SETI.Germany invites all BOINC teams to the SETI@Home Wow!-Event 2015. It takes place from  15th August, 16.00 UTC, until  29th August 2015, 16.00 UTC.
We cordially ask all team leaders to forward the invitation to their team. Information about the Wow! Race 2015, an exciting race concept and a registration form can be found here:
http://www.seti-germany.de/Wow/anmeldung.php?&lang=en
SETI.Germany wishes you and your team members much fun with the Wow! Event 2015.

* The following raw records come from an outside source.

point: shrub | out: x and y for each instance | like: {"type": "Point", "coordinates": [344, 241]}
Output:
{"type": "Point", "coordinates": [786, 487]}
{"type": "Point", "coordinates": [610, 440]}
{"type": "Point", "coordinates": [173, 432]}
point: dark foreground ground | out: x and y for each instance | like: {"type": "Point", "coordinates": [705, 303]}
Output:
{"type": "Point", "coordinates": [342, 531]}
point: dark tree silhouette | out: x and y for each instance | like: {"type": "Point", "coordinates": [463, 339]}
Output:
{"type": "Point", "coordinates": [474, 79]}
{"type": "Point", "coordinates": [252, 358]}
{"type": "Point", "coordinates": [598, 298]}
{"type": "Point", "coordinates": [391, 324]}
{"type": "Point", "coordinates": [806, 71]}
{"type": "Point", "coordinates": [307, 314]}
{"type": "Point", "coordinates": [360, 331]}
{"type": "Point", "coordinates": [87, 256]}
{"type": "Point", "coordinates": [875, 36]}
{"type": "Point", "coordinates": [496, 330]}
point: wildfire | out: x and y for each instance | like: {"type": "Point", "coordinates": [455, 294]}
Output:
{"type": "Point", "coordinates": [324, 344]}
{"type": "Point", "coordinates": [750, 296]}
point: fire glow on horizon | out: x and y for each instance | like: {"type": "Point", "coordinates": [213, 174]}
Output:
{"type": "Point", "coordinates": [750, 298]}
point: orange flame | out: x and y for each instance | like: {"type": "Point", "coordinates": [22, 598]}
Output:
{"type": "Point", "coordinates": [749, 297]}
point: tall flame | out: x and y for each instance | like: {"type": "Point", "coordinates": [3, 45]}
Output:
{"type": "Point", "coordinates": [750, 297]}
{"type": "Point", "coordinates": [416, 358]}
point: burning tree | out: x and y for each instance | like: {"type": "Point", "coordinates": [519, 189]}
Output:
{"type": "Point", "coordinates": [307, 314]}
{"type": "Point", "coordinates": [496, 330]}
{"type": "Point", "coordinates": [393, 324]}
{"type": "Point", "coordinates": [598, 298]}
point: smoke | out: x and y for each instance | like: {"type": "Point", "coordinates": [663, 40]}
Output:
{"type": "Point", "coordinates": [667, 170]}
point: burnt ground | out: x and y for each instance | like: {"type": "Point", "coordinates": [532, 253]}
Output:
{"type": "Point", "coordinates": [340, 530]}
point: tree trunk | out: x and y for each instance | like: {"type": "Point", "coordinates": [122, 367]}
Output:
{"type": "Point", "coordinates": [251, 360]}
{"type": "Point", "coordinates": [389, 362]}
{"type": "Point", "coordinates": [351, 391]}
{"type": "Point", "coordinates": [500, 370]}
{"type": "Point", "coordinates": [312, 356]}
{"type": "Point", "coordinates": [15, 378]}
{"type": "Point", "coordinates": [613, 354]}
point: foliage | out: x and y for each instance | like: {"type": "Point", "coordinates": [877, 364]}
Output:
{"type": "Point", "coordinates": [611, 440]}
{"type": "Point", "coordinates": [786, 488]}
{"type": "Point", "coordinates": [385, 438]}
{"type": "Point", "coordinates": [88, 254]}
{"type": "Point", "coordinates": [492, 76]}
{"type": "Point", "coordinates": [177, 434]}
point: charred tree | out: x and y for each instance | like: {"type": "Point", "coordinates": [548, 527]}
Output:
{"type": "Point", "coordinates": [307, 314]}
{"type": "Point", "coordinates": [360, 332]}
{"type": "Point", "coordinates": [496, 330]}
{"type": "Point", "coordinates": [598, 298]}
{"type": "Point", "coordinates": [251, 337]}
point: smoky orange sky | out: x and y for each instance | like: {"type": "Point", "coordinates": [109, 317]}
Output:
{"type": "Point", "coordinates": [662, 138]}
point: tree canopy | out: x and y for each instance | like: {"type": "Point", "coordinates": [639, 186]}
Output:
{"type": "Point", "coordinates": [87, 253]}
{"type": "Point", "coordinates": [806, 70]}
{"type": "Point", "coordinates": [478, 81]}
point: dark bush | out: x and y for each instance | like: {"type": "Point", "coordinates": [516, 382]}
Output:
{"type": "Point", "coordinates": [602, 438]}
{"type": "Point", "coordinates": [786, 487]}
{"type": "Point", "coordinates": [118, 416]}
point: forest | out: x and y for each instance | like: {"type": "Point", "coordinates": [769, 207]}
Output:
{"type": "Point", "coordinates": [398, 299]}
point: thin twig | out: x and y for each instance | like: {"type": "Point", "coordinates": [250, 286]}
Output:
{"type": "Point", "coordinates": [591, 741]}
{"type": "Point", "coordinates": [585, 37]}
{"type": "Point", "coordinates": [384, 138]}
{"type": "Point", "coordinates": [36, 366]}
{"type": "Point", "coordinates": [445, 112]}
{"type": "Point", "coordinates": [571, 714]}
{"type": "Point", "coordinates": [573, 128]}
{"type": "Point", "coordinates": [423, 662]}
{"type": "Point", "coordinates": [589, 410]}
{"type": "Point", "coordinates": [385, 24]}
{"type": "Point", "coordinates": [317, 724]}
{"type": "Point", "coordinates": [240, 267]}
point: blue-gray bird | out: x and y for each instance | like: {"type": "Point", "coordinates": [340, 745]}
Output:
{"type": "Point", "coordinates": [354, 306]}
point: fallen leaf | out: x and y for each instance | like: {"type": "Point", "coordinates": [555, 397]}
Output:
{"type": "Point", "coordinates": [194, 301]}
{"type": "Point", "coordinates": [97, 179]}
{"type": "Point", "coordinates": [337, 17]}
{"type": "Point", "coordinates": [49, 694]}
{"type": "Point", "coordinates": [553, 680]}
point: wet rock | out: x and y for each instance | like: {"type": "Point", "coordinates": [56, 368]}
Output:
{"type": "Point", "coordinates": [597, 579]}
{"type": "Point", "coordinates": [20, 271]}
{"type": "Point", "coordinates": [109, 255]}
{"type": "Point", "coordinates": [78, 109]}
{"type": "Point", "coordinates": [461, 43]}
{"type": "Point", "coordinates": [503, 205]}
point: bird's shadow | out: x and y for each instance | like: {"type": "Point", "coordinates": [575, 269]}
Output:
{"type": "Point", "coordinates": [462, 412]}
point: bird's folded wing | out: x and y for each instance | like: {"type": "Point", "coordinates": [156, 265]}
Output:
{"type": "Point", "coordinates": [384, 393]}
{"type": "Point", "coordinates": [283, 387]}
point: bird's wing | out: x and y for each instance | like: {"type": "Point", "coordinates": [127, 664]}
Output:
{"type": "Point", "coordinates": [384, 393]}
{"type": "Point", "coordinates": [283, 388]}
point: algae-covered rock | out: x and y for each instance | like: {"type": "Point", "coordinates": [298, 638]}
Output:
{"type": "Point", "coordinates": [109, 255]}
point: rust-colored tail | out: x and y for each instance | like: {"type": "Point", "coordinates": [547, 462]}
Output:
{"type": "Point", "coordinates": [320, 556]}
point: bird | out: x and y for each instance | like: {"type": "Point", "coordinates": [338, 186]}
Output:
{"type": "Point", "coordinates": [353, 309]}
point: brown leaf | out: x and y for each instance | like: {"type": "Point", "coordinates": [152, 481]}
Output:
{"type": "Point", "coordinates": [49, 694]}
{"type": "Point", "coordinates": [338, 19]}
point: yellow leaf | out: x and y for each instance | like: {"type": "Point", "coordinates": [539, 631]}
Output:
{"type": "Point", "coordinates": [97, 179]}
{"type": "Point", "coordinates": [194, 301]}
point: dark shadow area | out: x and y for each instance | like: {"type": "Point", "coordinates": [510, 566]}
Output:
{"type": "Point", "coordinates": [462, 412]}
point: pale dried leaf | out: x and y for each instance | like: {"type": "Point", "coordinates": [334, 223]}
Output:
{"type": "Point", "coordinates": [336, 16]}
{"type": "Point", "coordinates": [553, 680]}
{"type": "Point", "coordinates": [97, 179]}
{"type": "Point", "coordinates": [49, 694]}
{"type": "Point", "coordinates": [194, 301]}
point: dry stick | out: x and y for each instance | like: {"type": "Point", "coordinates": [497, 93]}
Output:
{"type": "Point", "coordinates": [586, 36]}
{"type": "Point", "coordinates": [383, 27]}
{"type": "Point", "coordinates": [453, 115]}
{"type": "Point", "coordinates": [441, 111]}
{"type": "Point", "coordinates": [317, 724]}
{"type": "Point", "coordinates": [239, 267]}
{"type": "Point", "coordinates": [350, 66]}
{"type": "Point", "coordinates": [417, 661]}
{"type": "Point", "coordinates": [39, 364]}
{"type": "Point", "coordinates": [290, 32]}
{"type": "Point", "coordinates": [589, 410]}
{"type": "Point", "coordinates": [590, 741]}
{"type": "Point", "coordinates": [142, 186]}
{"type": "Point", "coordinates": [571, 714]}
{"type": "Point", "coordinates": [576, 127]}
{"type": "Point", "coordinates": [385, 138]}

Many Greatings: Terminator


----------



## Terminator_1 (Jul 21, 2015)

Hello everyone, only 25 days until the start.SETI.Germany invites all Members and Friends from TechPowerUp to the SETI@Home Wow!-Event 2015.

Register here:

http://www.seti-germany.de/Wow/anmeldung.php?lang=de&lang=en

Many Greatings: Terminator


----------



## Arjai (Jul 26, 2015)

Terminator_1 said:


> Hello everyone, only 25 days until the start.SETI.Germany invites all Members and Friends from TechPowerUp to the SETI@Home Wow!-Event 2015.
> 
> Register here:
> 
> ...


Good Luck with finding a new WOW signal!! 

As much as I appreciate SETI, I am going to keep crunching for WCG. No disrespect, I am a science geek, too but, I like the work that is currently changing the way we live, via WCG. 

I also have an affinity for this Crunching Team *(The Best Crunching Team in the Universe!)*, and will not test that loyalty.


----------



## Terminator_1 (Aug 8, 2015)

Hello Arjai,thank you for your answer.

SETI.Germany invites Team  TechPowerUp and Friends to the SETI@Home Wow!-Event 2015.It takes place from 15th August, 16.00 UTC, until 29th August 2015, 16.00 UTC.

http://www.seti-germany.de/Wow/anmeldung.php?lang=de&lang=en

Many Greetings: Terminator


----------



## Norton (Aug 8, 2015)

Terminator_1 said:


> Hello Arjai,thank you for your answer.
> 
> SETI.Germany invites Team  TechPowerUp and Friends to the SETI@Home Wow!-Event 2015.It takes place from 15th August, 16.00 UTC, until 29th August 2015, 16.00 UTC.
> 
> ...



We usually don't participate in this one as a Team but we will be seeing you at the *WCG Birthday Challenge* that you folks hold every year. That you can count on!


----------



## Terminator_1 (Aug 14, 2015)

Hello Norton,thank you for your answer.When there gives a WCG Challenge this year,we invites your Team.

When some people from your Team join seperate to the Wow Event 2015,can register here:

http://www.seti-germany.de/Wow/anmeldung.php?lang=de&lang=en

Everyone is welcome.

Many Greetings: Terminator


----------



## xvi (Aug 15, 2015)

I'll join in on a few PCs for giggles. Would be nice to stress some GPUs. Is it worth running CPU-only machines or just GPU rigs?


----------